Background information
- Also known as: The King Of Beach Music
- Born: November 3, 1936 Knoxville, Tennessee, U.S.
- Died: September 7, 2016 (aged 79) Knoxville, Tennessee, U.S.
- Genres: beach music, soul music, R&B
- Occupation: Singer
- Instrument: Vocals

= Clifford Curry =

American R&B singer (1936–2016)

Clifford Curry Jr. (November 3, 1936 – September 7, 2016) was an American beach music, soul music, and R&B singer.

== Early life and career ==
Curry was born on November 3, 1936, in the Bearden neighborhood of Knoxville, Tennessee.

Curry's career began in high school and he was a member of several groups, including The Echoes, The Five Pennies (for whom he wrote a 1956 release, "Mr. Moon"), Hollyhocks (1957), and the Bubba Suggs Band (1957–1964). As Sweet Clifford he recorded for the Nashville-based Excello Records label, before beginning work with the Fabulous Six and the Contenders. In 1967, he had a hit on the US R&B chart with "She Shot A Hole In My Soul", which Buzz Cason produced. The song was written by Mac Gayden and performed by Gayden and his bandmates Kenny Buttrey and Norbert Putnam.

Despite its commercial failure at the time, his 1968 single "I Can't Get A Hold Of Myself" became a Northern soul anthem from the start of that scene, being played extensively at the Twisted Wheel Club and Wigan Casino.

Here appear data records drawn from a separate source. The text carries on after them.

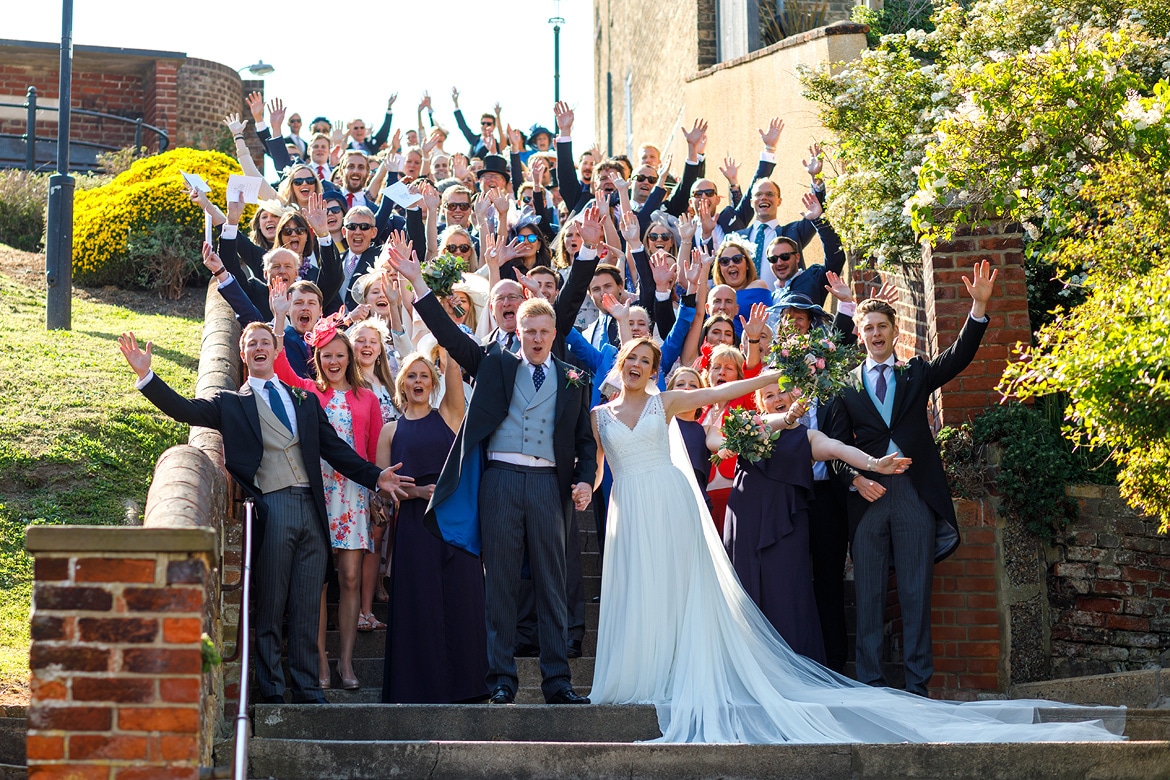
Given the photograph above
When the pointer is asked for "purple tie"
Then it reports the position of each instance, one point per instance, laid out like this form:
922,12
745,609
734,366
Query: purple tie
880,386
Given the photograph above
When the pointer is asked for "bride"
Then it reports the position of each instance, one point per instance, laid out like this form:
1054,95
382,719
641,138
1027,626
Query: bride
678,630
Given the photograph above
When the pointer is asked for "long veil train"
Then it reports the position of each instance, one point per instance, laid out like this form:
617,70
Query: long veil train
734,680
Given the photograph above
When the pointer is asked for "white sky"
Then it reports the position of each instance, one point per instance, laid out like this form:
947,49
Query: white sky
490,50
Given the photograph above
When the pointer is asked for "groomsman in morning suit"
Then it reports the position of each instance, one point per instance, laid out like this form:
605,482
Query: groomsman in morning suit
883,409
274,439
520,463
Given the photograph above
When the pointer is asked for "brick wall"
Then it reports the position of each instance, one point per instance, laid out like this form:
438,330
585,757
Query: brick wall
116,683
1108,589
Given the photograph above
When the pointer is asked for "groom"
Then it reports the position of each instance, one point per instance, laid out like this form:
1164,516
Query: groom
910,516
523,455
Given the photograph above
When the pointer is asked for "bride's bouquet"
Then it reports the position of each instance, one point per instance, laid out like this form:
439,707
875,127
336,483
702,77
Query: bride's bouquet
441,275
745,434
814,363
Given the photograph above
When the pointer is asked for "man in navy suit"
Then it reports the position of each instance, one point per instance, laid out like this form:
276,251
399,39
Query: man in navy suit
275,454
883,409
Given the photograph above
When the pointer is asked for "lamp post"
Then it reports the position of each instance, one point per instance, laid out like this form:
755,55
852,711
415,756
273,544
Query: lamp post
556,21
59,234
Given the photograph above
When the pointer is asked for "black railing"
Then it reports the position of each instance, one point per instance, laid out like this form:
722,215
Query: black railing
8,157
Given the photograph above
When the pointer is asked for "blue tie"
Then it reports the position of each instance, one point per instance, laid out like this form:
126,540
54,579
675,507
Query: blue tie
761,230
277,404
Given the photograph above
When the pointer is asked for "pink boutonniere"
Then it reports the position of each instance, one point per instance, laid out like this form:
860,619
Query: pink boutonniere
576,378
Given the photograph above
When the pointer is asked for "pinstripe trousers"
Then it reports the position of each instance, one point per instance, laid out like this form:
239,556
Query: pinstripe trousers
901,524
518,505
289,571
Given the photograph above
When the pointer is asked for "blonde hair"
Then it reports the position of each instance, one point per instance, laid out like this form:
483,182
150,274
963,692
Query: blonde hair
749,253
400,379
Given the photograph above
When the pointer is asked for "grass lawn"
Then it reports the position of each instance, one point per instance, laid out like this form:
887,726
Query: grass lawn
77,442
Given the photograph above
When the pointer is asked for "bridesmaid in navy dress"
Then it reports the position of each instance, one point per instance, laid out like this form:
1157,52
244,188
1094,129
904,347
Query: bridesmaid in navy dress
765,530
436,641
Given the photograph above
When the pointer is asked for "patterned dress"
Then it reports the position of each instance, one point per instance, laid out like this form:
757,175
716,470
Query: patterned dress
346,502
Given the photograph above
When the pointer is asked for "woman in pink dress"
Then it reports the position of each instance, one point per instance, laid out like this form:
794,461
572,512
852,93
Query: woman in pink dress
353,411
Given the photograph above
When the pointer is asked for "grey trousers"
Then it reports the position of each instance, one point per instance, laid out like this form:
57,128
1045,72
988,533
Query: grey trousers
520,505
289,571
901,524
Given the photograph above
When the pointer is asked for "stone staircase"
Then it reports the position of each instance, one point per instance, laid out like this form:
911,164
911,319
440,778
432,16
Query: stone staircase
357,738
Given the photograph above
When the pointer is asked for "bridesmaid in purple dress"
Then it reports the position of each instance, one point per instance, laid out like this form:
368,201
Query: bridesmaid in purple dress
765,530
436,642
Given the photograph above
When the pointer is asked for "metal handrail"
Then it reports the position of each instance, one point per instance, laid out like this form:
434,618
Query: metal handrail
31,137
241,718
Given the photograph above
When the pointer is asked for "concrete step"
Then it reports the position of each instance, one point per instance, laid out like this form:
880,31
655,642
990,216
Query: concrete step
456,722
294,759
12,738
1148,688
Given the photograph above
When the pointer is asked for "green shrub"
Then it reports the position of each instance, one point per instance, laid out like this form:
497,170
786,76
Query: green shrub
22,200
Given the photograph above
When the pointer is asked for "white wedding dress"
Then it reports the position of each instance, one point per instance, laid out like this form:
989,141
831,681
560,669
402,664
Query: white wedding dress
678,630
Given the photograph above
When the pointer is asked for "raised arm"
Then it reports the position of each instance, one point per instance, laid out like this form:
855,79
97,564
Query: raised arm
675,401
462,347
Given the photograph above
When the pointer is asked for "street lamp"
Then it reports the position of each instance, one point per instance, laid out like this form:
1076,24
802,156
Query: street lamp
556,21
260,69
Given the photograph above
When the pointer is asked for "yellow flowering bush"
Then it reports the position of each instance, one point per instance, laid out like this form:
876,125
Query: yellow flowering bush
139,202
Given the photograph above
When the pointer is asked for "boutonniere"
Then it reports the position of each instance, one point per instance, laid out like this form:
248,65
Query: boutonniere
576,378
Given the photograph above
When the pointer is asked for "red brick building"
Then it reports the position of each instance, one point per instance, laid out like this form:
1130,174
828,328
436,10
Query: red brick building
128,83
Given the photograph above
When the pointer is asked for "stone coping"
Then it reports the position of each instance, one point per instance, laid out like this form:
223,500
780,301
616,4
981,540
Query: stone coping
835,28
118,538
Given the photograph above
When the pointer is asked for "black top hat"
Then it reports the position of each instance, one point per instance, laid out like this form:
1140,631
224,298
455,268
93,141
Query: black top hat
493,164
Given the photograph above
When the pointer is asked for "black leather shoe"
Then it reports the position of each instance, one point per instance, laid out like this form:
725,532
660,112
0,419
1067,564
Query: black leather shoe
502,695
568,696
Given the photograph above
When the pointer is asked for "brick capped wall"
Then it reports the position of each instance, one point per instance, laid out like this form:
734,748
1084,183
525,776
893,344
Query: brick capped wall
1108,589
116,678
934,304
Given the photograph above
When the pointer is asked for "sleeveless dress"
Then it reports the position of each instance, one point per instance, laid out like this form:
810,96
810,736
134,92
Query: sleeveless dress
766,537
346,502
436,646
678,630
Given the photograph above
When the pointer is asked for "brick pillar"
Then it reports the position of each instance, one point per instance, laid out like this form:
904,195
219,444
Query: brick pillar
964,609
160,94
948,304
116,664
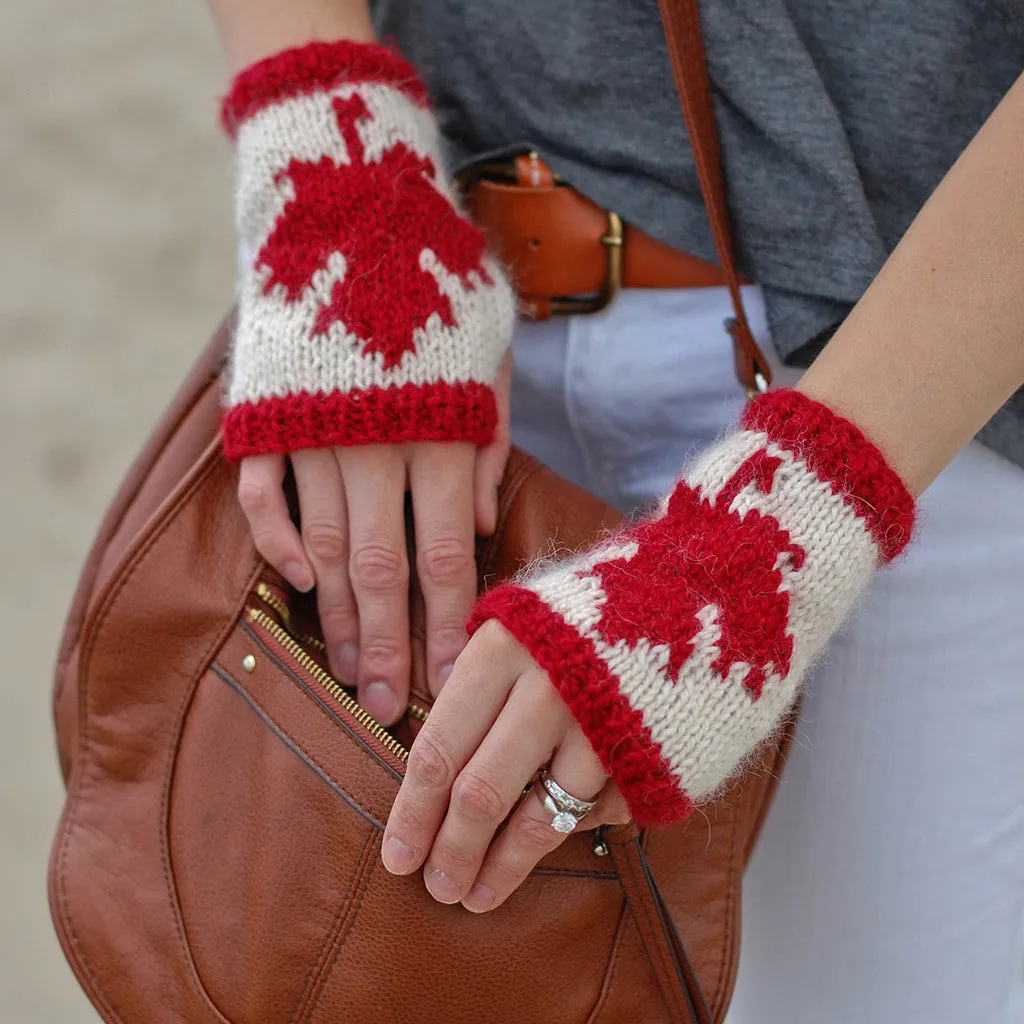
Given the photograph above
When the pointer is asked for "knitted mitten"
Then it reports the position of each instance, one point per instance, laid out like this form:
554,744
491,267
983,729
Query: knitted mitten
369,307
679,643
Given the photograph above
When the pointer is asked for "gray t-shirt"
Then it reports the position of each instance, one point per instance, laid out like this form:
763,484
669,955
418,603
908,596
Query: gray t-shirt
838,118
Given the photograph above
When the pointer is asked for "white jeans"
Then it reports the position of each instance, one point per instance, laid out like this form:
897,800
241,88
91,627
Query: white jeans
888,885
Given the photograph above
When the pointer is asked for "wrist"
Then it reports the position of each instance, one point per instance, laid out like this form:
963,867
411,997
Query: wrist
254,32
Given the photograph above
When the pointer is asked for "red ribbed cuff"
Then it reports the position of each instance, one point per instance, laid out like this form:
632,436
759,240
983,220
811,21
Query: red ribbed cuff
837,451
437,412
612,725
316,66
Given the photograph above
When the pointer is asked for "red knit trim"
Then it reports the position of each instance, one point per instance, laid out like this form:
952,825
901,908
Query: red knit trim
612,725
837,452
437,412
316,66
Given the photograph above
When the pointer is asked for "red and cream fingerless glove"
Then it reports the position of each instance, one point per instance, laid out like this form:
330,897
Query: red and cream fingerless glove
369,306
679,643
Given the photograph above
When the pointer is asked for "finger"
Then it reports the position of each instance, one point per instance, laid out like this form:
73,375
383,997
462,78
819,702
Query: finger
374,478
325,534
529,835
491,461
471,700
440,477
263,503
611,809
520,741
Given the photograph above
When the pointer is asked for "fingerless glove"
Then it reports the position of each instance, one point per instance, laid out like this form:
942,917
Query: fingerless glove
680,643
369,308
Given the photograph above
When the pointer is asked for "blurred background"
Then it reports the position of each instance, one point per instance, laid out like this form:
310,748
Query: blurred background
116,264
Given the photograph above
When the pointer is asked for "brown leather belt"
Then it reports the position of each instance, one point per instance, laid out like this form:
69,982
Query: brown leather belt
565,253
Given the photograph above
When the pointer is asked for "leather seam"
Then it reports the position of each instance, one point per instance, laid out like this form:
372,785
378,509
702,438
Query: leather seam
640,886
165,801
294,745
354,906
607,986
83,738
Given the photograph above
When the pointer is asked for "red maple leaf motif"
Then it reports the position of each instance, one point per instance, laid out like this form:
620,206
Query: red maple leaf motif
701,554
380,215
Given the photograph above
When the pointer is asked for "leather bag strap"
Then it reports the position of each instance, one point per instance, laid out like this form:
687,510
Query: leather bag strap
676,978
681,19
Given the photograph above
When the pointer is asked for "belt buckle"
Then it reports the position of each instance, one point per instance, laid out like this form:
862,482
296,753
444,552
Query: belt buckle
612,240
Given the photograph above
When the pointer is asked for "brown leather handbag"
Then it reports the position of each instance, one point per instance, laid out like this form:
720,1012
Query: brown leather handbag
218,856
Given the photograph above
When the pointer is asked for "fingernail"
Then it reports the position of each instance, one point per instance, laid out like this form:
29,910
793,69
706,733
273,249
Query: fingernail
480,898
379,699
298,576
442,888
397,857
348,662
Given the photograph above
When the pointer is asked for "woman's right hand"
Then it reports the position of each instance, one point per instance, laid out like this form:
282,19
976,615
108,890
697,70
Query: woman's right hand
372,328
350,544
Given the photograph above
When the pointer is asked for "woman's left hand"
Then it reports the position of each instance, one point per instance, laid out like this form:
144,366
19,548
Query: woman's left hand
496,722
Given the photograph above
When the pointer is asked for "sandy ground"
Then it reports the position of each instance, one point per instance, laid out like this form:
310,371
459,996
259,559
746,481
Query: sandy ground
115,265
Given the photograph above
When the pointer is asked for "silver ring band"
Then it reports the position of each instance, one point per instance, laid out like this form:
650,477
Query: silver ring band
567,811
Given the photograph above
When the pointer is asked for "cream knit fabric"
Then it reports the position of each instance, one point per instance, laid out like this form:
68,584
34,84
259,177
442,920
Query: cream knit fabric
681,643
371,309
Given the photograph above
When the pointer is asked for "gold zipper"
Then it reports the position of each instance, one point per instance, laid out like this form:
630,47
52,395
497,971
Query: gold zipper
269,597
326,682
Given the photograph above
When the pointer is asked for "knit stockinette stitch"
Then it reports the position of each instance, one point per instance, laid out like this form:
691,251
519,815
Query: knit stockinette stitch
372,309
680,643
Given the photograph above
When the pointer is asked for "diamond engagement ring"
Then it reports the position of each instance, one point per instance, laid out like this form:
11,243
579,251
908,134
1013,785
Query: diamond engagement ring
566,809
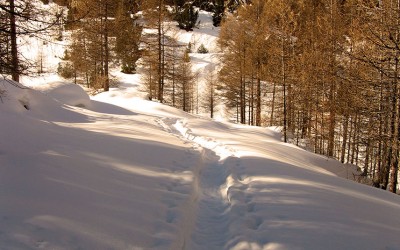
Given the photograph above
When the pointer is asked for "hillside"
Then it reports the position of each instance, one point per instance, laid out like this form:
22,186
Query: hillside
116,171
141,175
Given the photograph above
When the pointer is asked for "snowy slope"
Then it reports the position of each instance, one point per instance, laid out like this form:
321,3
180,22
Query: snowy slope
142,175
115,171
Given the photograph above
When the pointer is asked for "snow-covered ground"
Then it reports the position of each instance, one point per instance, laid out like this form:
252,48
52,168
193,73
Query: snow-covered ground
115,171
120,172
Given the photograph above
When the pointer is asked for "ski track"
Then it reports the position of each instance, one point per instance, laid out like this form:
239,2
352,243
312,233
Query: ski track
208,212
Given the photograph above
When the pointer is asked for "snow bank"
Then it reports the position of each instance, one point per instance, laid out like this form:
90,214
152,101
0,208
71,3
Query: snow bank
66,93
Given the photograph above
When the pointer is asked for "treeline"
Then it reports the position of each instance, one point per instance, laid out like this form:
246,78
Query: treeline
21,19
326,71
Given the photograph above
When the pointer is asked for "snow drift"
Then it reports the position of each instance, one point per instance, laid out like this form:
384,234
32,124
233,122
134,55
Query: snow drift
141,175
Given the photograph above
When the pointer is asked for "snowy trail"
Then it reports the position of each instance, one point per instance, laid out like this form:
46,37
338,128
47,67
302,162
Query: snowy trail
209,210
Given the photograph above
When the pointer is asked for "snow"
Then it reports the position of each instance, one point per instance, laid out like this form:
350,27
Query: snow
116,171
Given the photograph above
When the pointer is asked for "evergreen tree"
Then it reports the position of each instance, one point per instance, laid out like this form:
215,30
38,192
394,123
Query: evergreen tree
186,16
218,12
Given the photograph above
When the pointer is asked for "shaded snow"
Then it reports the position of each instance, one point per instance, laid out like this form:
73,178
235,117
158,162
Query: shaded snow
121,172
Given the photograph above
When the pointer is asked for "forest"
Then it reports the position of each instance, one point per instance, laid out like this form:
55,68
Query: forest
325,71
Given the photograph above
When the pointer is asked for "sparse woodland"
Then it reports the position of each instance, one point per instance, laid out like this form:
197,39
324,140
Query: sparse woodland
327,72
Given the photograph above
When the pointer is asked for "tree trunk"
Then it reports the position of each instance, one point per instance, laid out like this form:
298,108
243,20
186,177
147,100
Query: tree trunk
14,47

Known as "The King Of Beach Music,"
Curry continued to play in the Southeastern United States with his brand of Carolina Beach Music, and was inducted into the Beach Music Hall of Fame in 1995, along with his peers Maurice Williams and Bill Pinkney.

In 1997, Curry recorded an album titled Tennessee R&B Live with Earl Gaines and Roscoe Shelton.

Curry joined and backed Faye Adams on her number one R&B smash "Shake a Hand".

== Personal life ==
Curry resided in Knoxville, Tennessee. In 2010, he was hospitalized for blood clots in his lungs. He suffered a stroke on August 29, 2016. Curry died, after being taken off of life support, in Knoxville at the University of Tennessee Medical Center on September 7, 2016, at the age of 79. He had also suffered from prostate cancer and diabetes.